Media Contact: Tozier - Int. 4306 | Information Service
For Immediate Release: July 14, 1959

The Department of the Interior has submitted to Congress a proposal for legislation that would adjust Indian and non-Indian land use on some 266,000 acres near the Navajo Reservation in northwestern New Mexico, Assistant Secretary Roger Ernst announced today.

Jurisdictions of three Federal agencies--the Bureau of Indian Affairs, the Bureau of Land Management, and the United States Forest Service--are involved in the proposal. The basic aim is to eliminate the present confusing and intermingled pattern of jurisdiction in the area and to promote more effective land use and better conservation practices.

The proposal calls for transferring to the Navajo Tribe, in Federal trust, approximately 100,000 acres of public domain, about 3,000 acres of National Forest land, nearly 61,000 acres of sub marginal lands purchased in the 1930's that have been administered for the benefit of the Tribe, and some 80,000 acres of reconvened railroad grant lands that are being administered for the Tribe's benefit under a 1939 Secretarial order pending the enactment of legislation.

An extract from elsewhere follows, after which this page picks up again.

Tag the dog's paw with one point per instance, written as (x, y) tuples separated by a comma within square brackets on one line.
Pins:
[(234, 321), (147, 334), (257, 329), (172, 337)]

In addition, some 17,000 acres held in trust for the Navajo Tribe and about 5,000 acres of sub marginal land administered for its benefit would be transferred to the public domain and approximately 2,000 acres of the sub marginal land would be transferred to the Cibola National Forest.

The minerals in the tribal lands that would be added to the public domain and in the Federal lands transferred to the Tribe would be excluded from the transfers.

This legislative proposal was prepared with the active collaboration of the Navajo Tribe, and it has the Tribe's support.

Enactment of the proposed bill, Mr. Ernst pointed out, will not result in dispossession of any present users of the area. Although some non-Indians are in the area to be consolidated for use by the Navajo Indians, substantially all of the grazing resources of the area are now in Navajo use.